A former security guard, a hereditary form of ataxia hit Acevedo in 2008, and he has since gone from using a cane to a wheelchair.
“No standing up,” he said.
He said he much prefers to the subway to Access-A-Ride because, with the latter, “they take you on a tour of Manhattan.”
The saga of the elevators stretches back more than six years, when the M.T.A. was planning to shut down the entire L-train line in Manhattan — dramatically dubbed the “L-pocalypse” — to make Sandy-related pairs to the line’s East River tunnels. During the repairs, some station upgrades were also planned.
At that time, Schwartz sued under the Americans With Disabilities Act on behalf of Disabled in Action and the 504 Democratic Club — a political club whose members are disabled — since the L-train shutdown plan only called for the the installation of one elevator in Manhattan, at First Ave and 14th St.
The M.T.A. settled the suit quickly, agreeing to build elevators for the L and F/M subway stops at Sixth Ave. and 14th St.
The project was supposed to start by Dec. 31, 2020, but it didn’t happen. A few months earlier, sensing that there would be a delay, Schwartz had written to the M.T.A. In fact, the agency had apparently “forgotten” its pledge.
Tom Quigley, the M.T.A. general counsel, responded that while the pandemic had slowed things down, the agency actually had located federal funds that, although currently committed to other projects, could be used for this one. Bundling the Seventh Ave. and Sixth Ave. elevator projects together would “take advantage of efficiencies and reduce public impact,” Quigley told Schwartz.
On Feb. 16, before actually locking down the federal funds, the M.T.A. put out a bid for contractors, so that the work would be ready to go once the funding was settled.
According to a press release from M.T.A. Construction & Development, the three stations will have “full vertical accessibility,” in accordance with the A.D.A.
“Despite the difficult financial situation the M.T.A. is facing, accessibility remains a priority,” said Janno Lieber, president of M.T.A. Construction & Development.
“Ensuring every New Yorker has access to our transit system is an absolute necessity,” said Quemuel Arroyo, M.T.A. chief accessibility officer. “All of us at the M.T.A. continue to work toward a completely accessible system.”

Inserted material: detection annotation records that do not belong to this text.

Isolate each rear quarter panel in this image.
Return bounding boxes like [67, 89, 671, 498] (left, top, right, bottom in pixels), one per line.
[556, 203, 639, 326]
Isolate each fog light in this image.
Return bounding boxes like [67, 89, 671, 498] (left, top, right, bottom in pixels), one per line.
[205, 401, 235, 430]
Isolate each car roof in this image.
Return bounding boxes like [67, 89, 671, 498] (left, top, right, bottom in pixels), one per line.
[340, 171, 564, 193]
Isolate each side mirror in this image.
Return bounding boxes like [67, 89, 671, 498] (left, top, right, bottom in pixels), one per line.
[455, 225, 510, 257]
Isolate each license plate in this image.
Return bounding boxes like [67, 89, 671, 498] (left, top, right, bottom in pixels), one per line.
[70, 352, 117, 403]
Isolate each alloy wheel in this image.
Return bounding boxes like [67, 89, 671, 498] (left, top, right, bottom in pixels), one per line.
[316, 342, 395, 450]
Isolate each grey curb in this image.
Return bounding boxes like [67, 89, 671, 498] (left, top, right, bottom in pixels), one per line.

In addition to the installation of elevators, work at the stations will include, among other things, electrical power upgrades and station communications systems upgrades, if necessary; replacement, relocation and/or addition of staircases from street to mezzanines and mezzanines to platforms; and reconstruction of entire platform edges and/or reconstruction of A.D.A. boarding areas.
Currently, only 1/4 of subway stations have elevators, not half. It’s difficult for people to get around with so few elevators, especially in the outer boroughs.